ID Theft made easy by piecing shredded paper together like a puzzle

By Bettina Boxall, Los Angeles Times Local News. May 2, 2012

Santa Clarita Valley – Grant Lind allegedly was a dumpster diver with a lot of patience and a talent for putting together puzzle pieces.

Lind, 49, was charged last month with 44 felony counts in connection with a check counterfeiting scheme, according to authorities who say he gleaned bank account information from shredded checks he plucked from a Valencia dumpster.

The Los Angeles County Sheriff’s Department launched an investigation after a Castaic church reported bank account information had been stolen and used to write counterfeit checks. Detectives discovered 20 different victims, all Santa Clarita Valley residents and businesses, who had one thing in common. They had written checks to Valencia Self Storage in Valencia.

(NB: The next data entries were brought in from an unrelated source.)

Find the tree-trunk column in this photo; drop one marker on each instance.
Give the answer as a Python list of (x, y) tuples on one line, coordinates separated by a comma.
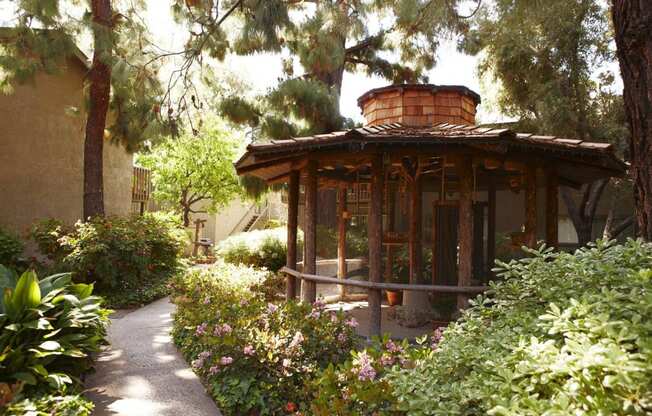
[(531, 206), (308, 288), (465, 228), (341, 237), (293, 217), (552, 209), (375, 225)]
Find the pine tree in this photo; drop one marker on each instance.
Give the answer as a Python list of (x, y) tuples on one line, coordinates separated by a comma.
[(394, 39), (549, 59)]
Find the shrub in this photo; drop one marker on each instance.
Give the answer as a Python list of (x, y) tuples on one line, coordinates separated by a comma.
[(255, 357), (49, 329), (561, 334), (128, 258), (259, 248), (11, 248)]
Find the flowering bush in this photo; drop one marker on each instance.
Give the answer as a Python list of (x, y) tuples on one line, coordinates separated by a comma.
[(562, 334), (128, 258), (259, 248), (255, 357), (359, 386)]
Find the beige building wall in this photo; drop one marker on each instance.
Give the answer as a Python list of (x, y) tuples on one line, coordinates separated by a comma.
[(41, 154)]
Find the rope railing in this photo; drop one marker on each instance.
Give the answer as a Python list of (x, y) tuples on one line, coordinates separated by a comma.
[(385, 286)]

When investigators searched Lind’s residence in Newhall last October, they found check printers, computers and “bags and boxes full of these shredded documents,” said sheriff’s Det. David Lingscheit.

Lind would allegedly take a bag of shreds, divide the contents into smaller boxes and then assemble the pieces, each about 2 inches long and a quarter-inch wide, on top of the box and piece together bank account and routing numbers.

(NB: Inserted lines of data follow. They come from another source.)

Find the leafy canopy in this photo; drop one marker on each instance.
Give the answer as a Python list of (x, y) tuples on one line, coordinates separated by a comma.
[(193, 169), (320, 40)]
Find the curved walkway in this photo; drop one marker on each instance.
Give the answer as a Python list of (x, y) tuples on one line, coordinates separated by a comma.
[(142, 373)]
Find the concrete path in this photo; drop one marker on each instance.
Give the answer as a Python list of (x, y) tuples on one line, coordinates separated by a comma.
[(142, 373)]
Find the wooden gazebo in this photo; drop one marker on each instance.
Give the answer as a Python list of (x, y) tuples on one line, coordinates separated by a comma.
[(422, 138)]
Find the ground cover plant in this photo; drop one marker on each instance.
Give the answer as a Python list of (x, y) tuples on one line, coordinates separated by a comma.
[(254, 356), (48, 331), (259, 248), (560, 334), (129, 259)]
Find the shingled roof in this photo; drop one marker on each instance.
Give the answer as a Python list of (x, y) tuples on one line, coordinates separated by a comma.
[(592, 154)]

He then used the information to print and write more than 30 counterfeit checks worth about $16,000, authorities said.

The charges against Lind include identity theft, check forgery and false impersonation. His girlfriend, Tammy Combe, 47, was charged with one count related to allegedly stealing bank information from a man who lived with them.

Lind, who had moved with Combe from Newhall to Simi Valley, was arrested in Ventura County on similar charges about six weeks ago, Lingscheit said. Lind is being held in the Ventura County Jail in lieu of $850,000 bail. Combe, who was scheduled to be arraigned Wednesday, was being held in the Los Angeles County jail in lieu of $50,000 bail.

Lingscheit’s advice: Use a shredder that cuts financial documents into indecipherable bits.

“Although people think they are shredding their documents to protect them from identity theft, there are people out there who take the time to reassemble them and the information winds up stolen,” he said.